In Tampa, Puente & Nohlgren report the city of St. Petersburg “threatened to sue any Hillsborough County officials who even discuss possible new stadium locations” with the Rays. The threat “came in a letter from St. Petersburg City Attorney John Wolfe to Hillsborough County attorneys.” It marks an “escalation of tension between the city and Hillsborough commissioners, who in August invited the Rays to appear before them to talk about baseball.” Hillsborough Commission Chair Ken Hagan on Thursday “shrugged off St. Petersburg's letter and said he was still excited about having the Rays speak” (TAMPA BAY TIMES, 10/19).
GAME OF PICKUP: In Hartford, Paul Doyle writes Big East Commissioner Mike Aresco is “focused on the future of the women's basketball tournament.” Next year “will mark the second year of a two-year agreement” for the tourney to be held at XL Center, which has hosted the event since '04. Big East Associate Commissioner/Women’s Basketball Danielle Donehew said that the conference has “had preliminary talks, but negotiations won't intensify until March and an announcement will likely come during this year's tournament.” XL Center is operated by AEG, but the company's contract to run the building “expires next year and the issue will need to be resolved before serious negotiations with the Big East begin” (HARTFORD COURANT, 10/19).
A SCANNER DARKLY: In N.Y., Rich Calder writes Barclays Center is “still treating its fans like a bunch of bums.” Airport-style metal detectors were “used at the arena again” Thursday to “scan patrons hoping to score some of the 1,000 free tickets it was giving away for a boxing card” on Saturday.

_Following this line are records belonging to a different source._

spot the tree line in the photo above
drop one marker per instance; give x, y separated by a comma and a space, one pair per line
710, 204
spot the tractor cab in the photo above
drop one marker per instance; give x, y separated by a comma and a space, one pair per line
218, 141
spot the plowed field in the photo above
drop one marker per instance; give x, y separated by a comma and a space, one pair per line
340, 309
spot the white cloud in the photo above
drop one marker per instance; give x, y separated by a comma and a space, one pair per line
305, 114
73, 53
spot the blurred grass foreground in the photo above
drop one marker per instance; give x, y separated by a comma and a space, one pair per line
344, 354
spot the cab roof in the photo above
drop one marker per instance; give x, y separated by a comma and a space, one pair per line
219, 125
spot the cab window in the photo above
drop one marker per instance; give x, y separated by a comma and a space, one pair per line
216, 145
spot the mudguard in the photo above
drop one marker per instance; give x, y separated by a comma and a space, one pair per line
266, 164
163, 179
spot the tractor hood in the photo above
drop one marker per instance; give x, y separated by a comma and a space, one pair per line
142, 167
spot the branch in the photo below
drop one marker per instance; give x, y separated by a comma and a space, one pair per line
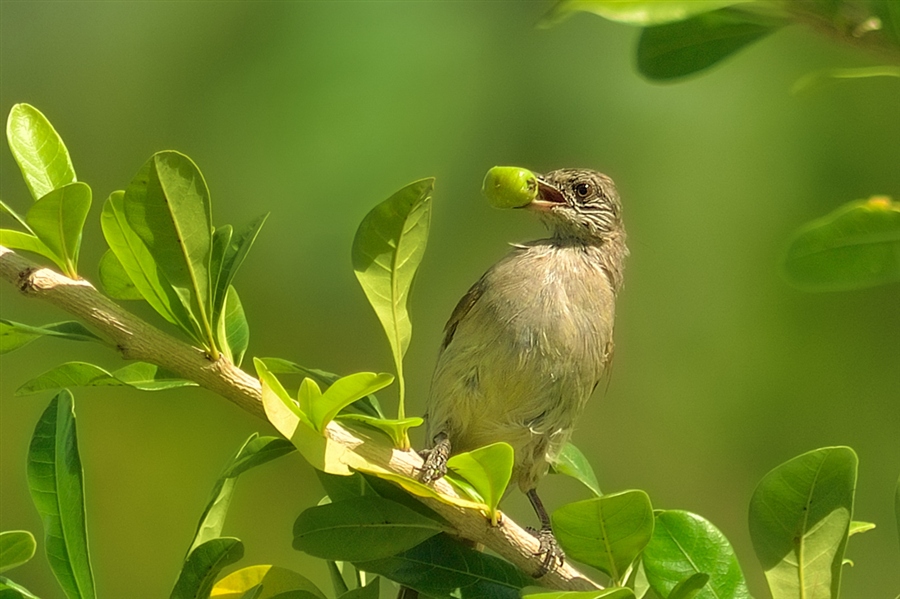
138, 340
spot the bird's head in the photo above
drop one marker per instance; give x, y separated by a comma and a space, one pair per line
579, 204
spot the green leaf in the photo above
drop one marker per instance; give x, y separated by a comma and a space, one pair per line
274, 581
799, 520
16, 548
488, 469
444, 568
361, 529
387, 250
17, 240
854, 247
39, 151
234, 336
199, 573
167, 205
606, 532
58, 220
636, 12
397, 430
571, 462
686, 47
55, 480
140, 375
685, 545
344, 392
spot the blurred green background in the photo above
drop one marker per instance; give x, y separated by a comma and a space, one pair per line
316, 111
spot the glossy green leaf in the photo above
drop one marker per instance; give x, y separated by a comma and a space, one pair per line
606, 532
799, 520
387, 250
55, 480
360, 529
344, 392
16, 548
39, 150
368, 405
17, 240
678, 49
140, 375
443, 568
854, 247
58, 220
167, 205
488, 469
685, 545
141, 267
205, 562
274, 581
571, 462
115, 281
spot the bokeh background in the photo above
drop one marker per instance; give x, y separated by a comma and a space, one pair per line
316, 111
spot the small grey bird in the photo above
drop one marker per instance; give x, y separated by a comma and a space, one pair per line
528, 343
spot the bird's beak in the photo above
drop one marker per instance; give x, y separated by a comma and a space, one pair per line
548, 197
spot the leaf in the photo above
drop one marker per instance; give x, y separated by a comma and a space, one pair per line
571, 462
17, 240
685, 545
115, 281
55, 480
361, 529
141, 267
205, 562
16, 548
167, 205
442, 567
58, 220
140, 375
387, 250
606, 532
274, 580
678, 49
799, 520
854, 247
488, 469
39, 150
235, 332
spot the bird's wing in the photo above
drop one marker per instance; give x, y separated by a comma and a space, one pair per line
462, 308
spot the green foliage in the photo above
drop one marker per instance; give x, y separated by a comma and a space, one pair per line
683, 546
800, 516
856, 246
606, 532
55, 480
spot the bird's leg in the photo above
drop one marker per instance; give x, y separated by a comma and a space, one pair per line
436, 459
550, 552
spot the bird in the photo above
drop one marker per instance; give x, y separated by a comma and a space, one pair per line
529, 342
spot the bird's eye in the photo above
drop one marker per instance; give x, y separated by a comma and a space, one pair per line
583, 190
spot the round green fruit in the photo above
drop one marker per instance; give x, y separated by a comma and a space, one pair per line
509, 187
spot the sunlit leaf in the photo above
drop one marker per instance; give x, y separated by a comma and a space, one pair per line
856, 246
606, 532
361, 529
16, 548
799, 521
140, 375
39, 150
58, 220
387, 250
55, 479
678, 49
685, 545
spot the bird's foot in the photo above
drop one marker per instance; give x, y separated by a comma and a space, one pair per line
551, 554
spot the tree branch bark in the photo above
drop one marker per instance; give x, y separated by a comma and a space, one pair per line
137, 340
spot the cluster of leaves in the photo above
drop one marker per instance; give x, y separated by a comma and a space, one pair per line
856, 246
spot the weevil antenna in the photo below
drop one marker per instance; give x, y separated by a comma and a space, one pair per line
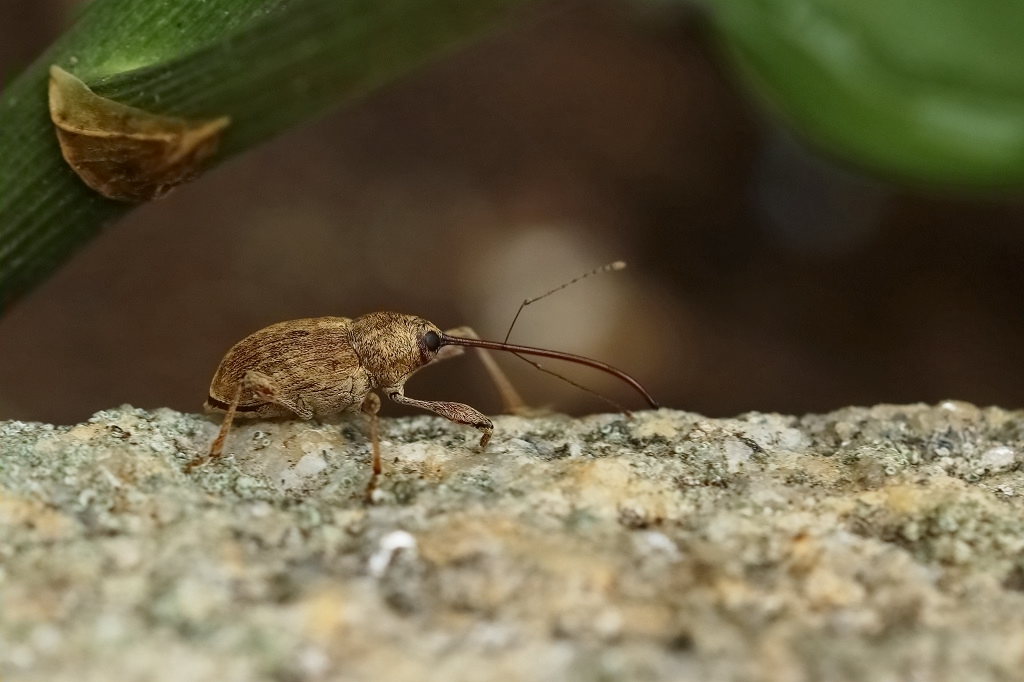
554, 354
607, 267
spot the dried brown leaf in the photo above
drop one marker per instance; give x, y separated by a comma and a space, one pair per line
122, 152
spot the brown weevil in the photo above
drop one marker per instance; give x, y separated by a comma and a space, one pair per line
320, 367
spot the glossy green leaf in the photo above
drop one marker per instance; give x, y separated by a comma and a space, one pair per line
266, 65
927, 92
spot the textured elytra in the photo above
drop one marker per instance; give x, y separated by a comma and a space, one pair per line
124, 153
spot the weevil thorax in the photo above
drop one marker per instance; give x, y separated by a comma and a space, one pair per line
391, 346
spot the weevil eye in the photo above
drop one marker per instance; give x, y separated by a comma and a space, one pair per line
432, 341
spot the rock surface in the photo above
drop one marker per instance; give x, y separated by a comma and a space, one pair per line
881, 544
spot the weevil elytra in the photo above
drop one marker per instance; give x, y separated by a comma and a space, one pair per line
324, 366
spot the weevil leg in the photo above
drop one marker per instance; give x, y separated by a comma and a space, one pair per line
512, 401
371, 408
261, 386
455, 412
217, 448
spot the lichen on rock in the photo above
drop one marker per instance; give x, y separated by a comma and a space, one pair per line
868, 544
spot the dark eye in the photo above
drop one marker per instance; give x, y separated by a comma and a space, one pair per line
432, 341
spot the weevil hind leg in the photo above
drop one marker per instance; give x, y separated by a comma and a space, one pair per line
217, 446
371, 407
511, 400
263, 388
454, 412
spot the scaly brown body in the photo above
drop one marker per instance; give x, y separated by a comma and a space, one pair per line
313, 357
323, 366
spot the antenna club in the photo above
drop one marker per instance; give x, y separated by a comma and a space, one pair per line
555, 354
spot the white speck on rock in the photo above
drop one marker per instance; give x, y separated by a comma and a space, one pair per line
388, 547
999, 458
736, 455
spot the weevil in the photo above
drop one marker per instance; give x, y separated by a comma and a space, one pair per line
320, 367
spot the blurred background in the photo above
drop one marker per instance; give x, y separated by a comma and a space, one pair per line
764, 273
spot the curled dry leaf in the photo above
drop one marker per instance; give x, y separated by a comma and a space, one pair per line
122, 152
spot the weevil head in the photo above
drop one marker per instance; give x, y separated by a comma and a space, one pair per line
392, 346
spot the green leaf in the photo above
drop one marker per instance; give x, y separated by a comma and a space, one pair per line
926, 92
267, 65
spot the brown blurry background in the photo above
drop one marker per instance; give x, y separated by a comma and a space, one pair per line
761, 276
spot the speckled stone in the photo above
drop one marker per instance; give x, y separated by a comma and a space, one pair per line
880, 544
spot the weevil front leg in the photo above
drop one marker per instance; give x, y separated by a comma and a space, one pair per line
371, 407
512, 401
455, 412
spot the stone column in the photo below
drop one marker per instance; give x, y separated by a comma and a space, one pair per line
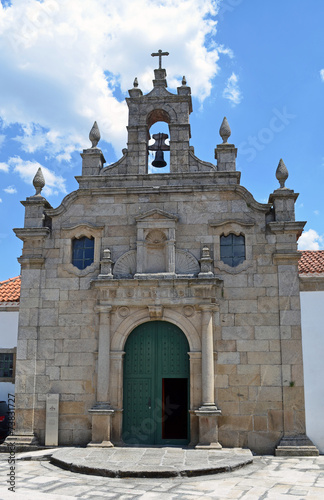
208, 412
171, 251
102, 412
140, 251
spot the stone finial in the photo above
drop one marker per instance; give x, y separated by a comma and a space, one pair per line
206, 263
94, 135
225, 130
282, 173
106, 265
38, 182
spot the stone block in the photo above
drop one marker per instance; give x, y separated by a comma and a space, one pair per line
265, 280
248, 370
264, 358
294, 398
260, 423
53, 372
74, 319
81, 358
267, 304
69, 306
236, 422
232, 394
68, 386
290, 318
271, 375
221, 381
267, 332
252, 345
275, 420
288, 280
263, 443
258, 319
71, 407
231, 358
266, 393
258, 407
45, 349
244, 380
291, 352
75, 373
275, 345
225, 369
237, 332
230, 408
243, 306
227, 319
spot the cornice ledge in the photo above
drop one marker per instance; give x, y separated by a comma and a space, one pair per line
118, 163
82, 225
205, 163
156, 282
286, 226
250, 200
286, 256
156, 211
241, 222
31, 232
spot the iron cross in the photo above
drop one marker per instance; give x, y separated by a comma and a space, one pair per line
160, 54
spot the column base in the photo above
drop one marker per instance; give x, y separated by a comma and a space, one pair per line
103, 444
300, 446
101, 425
20, 442
208, 428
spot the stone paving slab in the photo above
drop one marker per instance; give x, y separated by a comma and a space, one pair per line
267, 478
150, 462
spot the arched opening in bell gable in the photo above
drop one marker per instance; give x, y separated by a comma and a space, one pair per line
159, 142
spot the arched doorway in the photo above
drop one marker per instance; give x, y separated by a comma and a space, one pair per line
156, 385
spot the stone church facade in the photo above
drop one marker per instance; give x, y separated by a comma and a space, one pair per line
162, 308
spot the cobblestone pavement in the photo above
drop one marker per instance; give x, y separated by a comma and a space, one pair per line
267, 478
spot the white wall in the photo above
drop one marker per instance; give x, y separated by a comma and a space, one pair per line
8, 339
312, 318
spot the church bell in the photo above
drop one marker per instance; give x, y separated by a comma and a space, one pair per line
158, 161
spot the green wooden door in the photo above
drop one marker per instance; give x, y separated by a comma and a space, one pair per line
156, 385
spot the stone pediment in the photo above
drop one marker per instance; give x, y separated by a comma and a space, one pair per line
156, 214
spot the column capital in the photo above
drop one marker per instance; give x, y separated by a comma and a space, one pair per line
208, 307
103, 308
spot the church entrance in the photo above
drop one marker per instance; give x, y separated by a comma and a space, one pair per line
156, 385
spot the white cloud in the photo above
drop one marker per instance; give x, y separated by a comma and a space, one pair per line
4, 167
27, 170
10, 190
232, 91
63, 63
310, 240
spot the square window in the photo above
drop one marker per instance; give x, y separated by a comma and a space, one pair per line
232, 249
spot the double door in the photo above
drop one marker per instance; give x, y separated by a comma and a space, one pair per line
156, 385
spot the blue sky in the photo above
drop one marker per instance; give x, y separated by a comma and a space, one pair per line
66, 64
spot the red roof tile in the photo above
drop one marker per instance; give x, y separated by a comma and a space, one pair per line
10, 290
311, 262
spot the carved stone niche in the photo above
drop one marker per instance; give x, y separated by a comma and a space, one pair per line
155, 244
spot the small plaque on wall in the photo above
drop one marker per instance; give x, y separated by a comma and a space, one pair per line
52, 411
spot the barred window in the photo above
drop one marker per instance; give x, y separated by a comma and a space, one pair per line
232, 249
82, 252
6, 365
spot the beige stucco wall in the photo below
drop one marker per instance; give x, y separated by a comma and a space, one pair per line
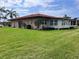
26, 21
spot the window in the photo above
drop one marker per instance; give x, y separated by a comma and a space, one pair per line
55, 22
51, 22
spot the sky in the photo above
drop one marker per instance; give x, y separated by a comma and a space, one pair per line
49, 7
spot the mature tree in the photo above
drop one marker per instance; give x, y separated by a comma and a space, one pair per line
11, 13
2, 11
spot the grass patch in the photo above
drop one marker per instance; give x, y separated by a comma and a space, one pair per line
35, 44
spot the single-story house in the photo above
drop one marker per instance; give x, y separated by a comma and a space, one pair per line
40, 21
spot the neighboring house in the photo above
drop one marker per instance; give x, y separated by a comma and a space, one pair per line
41, 21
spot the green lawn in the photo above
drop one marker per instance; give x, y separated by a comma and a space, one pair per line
35, 44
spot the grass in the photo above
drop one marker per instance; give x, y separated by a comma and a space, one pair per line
35, 44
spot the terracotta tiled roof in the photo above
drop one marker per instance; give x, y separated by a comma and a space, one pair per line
36, 15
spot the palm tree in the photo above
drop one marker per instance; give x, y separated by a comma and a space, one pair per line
11, 13
2, 11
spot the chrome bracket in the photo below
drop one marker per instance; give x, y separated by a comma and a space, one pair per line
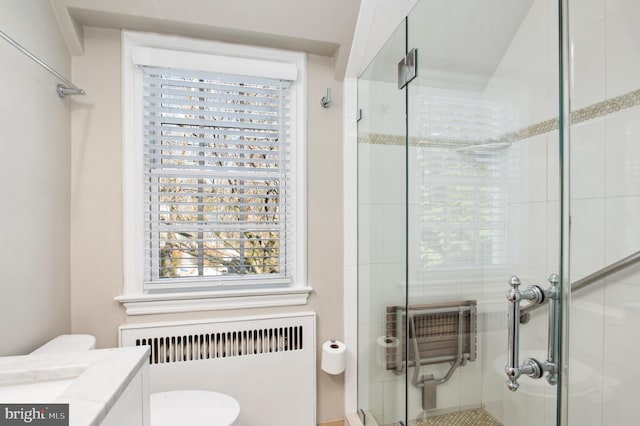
408, 68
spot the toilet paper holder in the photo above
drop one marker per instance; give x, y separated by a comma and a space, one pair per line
333, 357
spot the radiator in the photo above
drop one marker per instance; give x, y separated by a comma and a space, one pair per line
267, 363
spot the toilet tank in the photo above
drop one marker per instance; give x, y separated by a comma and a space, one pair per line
67, 343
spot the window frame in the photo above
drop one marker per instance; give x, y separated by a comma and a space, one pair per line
144, 48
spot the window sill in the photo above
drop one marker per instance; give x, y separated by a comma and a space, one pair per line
146, 304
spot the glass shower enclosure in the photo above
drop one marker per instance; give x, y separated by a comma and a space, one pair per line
459, 201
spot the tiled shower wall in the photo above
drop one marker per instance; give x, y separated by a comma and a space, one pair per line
605, 211
605, 206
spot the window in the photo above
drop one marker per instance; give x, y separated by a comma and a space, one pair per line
214, 175
462, 174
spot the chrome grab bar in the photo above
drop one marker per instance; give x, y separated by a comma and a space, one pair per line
525, 312
66, 89
531, 367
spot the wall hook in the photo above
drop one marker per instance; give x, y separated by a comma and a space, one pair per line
326, 100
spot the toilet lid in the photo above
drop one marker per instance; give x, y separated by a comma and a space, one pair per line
193, 408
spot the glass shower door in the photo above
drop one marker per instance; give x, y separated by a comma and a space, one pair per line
459, 191
483, 205
381, 236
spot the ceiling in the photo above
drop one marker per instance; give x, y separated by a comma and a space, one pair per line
323, 27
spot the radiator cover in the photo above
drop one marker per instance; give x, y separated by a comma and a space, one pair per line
266, 362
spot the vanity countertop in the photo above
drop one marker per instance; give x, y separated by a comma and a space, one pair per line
98, 378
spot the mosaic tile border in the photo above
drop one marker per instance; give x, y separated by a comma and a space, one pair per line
600, 109
474, 417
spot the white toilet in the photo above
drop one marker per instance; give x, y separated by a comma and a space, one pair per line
183, 407
194, 408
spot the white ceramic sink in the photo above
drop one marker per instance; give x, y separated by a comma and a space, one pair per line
36, 385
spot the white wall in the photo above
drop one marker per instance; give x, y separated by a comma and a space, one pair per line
34, 256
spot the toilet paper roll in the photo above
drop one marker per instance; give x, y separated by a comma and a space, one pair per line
334, 356
385, 344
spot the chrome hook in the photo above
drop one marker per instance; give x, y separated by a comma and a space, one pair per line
326, 100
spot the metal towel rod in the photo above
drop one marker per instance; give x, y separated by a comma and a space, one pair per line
68, 88
525, 312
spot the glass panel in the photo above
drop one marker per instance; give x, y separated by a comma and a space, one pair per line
605, 207
483, 193
381, 236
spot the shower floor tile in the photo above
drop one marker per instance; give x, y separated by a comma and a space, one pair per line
475, 417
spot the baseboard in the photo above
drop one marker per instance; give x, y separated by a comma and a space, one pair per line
333, 423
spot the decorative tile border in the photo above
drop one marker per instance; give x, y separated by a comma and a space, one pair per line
600, 109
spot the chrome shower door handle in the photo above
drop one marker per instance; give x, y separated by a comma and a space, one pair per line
513, 336
530, 366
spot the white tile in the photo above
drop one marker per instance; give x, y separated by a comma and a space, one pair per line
530, 40
533, 80
369, 246
553, 166
370, 294
351, 247
350, 284
623, 50
622, 151
587, 159
622, 316
393, 401
622, 227
392, 230
393, 285
586, 334
585, 391
471, 382
620, 406
553, 237
527, 233
588, 69
613, 6
587, 235
532, 185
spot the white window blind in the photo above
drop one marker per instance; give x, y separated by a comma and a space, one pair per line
217, 179
463, 180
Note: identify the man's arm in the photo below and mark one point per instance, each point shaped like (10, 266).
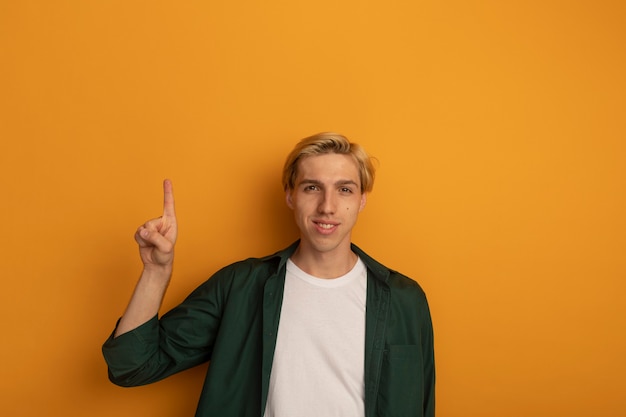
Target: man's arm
(156, 239)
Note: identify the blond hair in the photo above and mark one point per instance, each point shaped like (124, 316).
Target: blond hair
(325, 143)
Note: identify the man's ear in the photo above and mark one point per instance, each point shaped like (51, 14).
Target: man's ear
(363, 201)
(288, 198)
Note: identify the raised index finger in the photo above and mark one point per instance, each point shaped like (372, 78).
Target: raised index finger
(168, 199)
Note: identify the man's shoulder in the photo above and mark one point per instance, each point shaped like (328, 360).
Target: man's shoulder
(257, 265)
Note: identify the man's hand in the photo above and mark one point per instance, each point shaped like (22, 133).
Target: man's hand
(157, 237)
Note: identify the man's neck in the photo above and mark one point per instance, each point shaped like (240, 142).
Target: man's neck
(328, 265)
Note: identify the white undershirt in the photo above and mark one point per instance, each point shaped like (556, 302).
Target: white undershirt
(318, 367)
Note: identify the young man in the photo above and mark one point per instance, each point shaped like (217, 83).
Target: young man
(318, 329)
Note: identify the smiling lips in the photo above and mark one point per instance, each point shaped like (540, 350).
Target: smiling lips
(325, 228)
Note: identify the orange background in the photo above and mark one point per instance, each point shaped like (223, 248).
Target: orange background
(499, 127)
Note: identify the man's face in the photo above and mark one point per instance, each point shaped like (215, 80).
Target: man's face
(326, 200)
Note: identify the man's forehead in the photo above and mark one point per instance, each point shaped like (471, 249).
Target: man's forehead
(328, 166)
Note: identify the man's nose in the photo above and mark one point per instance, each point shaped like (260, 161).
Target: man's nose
(328, 203)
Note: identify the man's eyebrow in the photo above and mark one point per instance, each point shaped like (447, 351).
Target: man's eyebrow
(318, 182)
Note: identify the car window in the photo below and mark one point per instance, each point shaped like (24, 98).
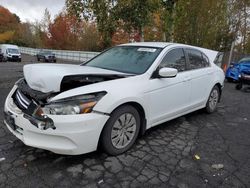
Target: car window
(195, 59)
(126, 59)
(205, 60)
(174, 59)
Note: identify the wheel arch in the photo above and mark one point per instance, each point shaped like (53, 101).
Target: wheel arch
(141, 112)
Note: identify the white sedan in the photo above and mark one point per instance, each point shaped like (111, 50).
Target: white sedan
(111, 99)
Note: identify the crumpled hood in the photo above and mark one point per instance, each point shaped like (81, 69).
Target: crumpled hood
(48, 77)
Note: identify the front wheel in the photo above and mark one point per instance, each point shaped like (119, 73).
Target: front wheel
(213, 100)
(239, 86)
(121, 130)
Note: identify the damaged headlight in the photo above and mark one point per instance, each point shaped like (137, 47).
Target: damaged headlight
(74, 105)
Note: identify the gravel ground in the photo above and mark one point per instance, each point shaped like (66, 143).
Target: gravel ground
(197, 150)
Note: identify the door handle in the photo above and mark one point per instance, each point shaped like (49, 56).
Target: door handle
(186, 79)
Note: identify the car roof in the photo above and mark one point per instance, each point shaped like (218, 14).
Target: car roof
(148, 44)
(210, 53)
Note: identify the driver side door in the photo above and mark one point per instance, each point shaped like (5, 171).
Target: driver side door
(169, 97)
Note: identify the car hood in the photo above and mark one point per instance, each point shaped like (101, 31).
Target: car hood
(48, 78)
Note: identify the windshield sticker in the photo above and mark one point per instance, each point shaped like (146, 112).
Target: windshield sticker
(146, 50)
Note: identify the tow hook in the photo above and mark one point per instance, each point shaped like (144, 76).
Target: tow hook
(43, 122)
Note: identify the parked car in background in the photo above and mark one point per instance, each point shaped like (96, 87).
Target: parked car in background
(1, 56)
(111, 99)
(244, 79)
(235, 69)
(46, 56)
(10, 52)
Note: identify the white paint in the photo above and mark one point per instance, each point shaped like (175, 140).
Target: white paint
(162, 99)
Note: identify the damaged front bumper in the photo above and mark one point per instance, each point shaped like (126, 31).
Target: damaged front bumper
(73, 134)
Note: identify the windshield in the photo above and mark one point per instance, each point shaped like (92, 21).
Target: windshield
(126, 59)
(13, 51)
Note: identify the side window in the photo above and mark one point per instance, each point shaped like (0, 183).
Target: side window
(205, 60)
(195, 59)
(174, 59)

Arena officials last Sunday “vowed to drop their controversial use of the walk-through detectors ‘for the foreseeable future.’” But Calder writes the “foreseeable future” turned out to be “five days.” Arena spokesperson Joe DePlasco said the two detectors “are being transitioned out by the end of the week.” Last night, the remaining two were “finally removed” in time for a Nets’ exhibition game (N.Y. POST, 10/19).
MONEY PIT? In Charlotte, Steve Harrison in a front-page piece notes the “taxpayer-supported Charlotte Regional Visitors Authority no longer reports detailed monthly financial statements" for the NASCAR HOF and other city-owned buildings. That makes it “difficult to know whether the Charlotte Convention Center or the NASCAR Hall of Fame is making or losing money” (CHARLOTTE OBSERVER, 10/19).